Museo de Antropología

Piedras superpuestas amalgamadas por el tiempo. Las sombras veteadas por rayos de sol dibujan figuras que permanecen en el transcurrir de la mañana en su viaje al atardecer.

Murales que fueron  trabajados piedra contra piedra, que se fueron desgastando en una sinfonía monótona, silenciosa, ininterrumpible. Fueron fieles a las indicaciones dictadas por historias que debían perpetuar. Hoy, la mirada profana de los visitantes recorre formas que no se comprenden, solo se intuyen. Glifos que intentan escabullirse y liberarse, de abandonar su mudez y cantar su gesta. Tejidos de hilos rocosos que interpretan hombres o dioses, o ambos. La selva hecha ciudad, trasladada en apenas imitaciones.

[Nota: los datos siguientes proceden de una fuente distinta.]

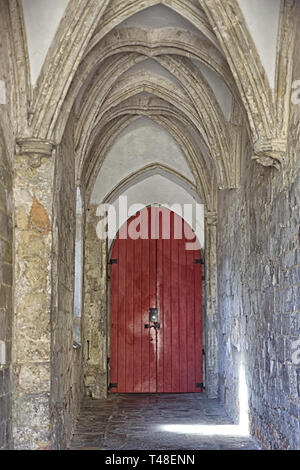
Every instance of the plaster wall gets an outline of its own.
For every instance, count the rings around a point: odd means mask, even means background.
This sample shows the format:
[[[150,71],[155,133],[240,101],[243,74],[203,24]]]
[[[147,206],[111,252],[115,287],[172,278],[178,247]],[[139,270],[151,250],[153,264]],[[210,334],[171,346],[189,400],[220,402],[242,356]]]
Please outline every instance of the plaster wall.
[[[35,85],[69,0],[22,0],[31,83]]]
[[[108,152],[95,182],[91,202],[100,203],[121,180],[153,162],[174,168],[194,181],[182,150],[170,134],[150,119],[141,118],[119,135]]]
[[[238,0],[271,88],[274,88],[281,0]]]
[[[203,36],[195,26],[165,5],[155,5],[132,15],[120,27],[139,26],[151,28],[177,27]]]

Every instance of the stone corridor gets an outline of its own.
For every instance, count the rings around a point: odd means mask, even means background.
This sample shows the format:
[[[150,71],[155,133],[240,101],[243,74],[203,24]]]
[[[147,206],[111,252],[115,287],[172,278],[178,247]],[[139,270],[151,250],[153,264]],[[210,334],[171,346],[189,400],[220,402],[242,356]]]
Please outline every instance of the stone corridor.
[[[86,399],[70,450],[257,450],[216,399],[202,394]]]
[[[300,0],[0,0],[0,450],[300,450],[299,50]]]

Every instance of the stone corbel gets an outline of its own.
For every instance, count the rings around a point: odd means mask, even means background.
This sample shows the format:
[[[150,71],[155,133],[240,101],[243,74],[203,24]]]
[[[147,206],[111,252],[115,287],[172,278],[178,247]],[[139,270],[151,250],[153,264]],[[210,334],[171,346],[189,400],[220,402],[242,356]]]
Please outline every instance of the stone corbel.
[[[260,139],[254,144],[252,160],[263,166],[273,166],[279,170],[285,162],[287,141],[285,139]]]
[[[218,223],[218,213],[217,212],[206,212],[205,213],[205,222],[207,225],[217,225]]]
[[[38,139],[35,137],[17,139],[17,155],[27,156],[29,158],[29,165],[32,168],[40,167],[42,158],[52,157],[54,149],[55,144],[50,140]]]

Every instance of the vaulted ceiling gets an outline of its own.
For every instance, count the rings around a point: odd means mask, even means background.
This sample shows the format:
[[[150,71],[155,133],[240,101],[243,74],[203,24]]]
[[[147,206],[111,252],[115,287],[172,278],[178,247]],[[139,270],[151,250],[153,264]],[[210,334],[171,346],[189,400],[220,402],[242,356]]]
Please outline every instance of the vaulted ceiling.
[[[174,163],[140,151],[105,197],[141,174],[163,174],[213,212],[216,189],[239,186],[245,129],[254,159],[283,164],[293,35],[281,24],[292,24],[294,0],[11,0],[9,8],[15,133],[59,145],[74,116],[77,177],[89,196],[141,119],[173,145]]]

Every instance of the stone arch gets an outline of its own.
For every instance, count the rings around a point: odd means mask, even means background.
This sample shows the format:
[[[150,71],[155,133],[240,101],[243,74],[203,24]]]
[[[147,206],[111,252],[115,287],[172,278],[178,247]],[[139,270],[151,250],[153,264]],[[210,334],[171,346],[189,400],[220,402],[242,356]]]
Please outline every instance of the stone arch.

El edificio que alberga esas sagradas obras de costumbres perdidas se atrinchera en el medio de la ciudad rugiente. Celoso defiende el tiempo sagrado que alguna vez campeo por mesetas y selvas mesoamericanas. En su interior se respira asombro por parte de los visitantes, de los foráneos. Es una competencia feroz entre los monumentos para sobresalir y llamar la atención del visitante. Orgullosos se erigen verticales. Soberbios rechazan la luz artificial y se regocijan con las sombras que se entrecruzan en los pasillos. Sedentarios, acomodados a lomo de suelos de mosaicos. No tienen voz, pero distribuyen energía. Es un tiempo desvirtuado el  que las rodea. Es la muestra de la conjunción hombre-dioses, hombres-naturaleza.

Hoy los tiempos sacros y profanos se han confundido. El museo nos recuerda eso. Brillante, majestuoso. Recorre sus salas en silencio, nada más. Las obras expuestas se encargan de lo demás. Por un rato, por unas horas, por unos días recuperamos una dimensión relegada. No perdamos la oportunidad.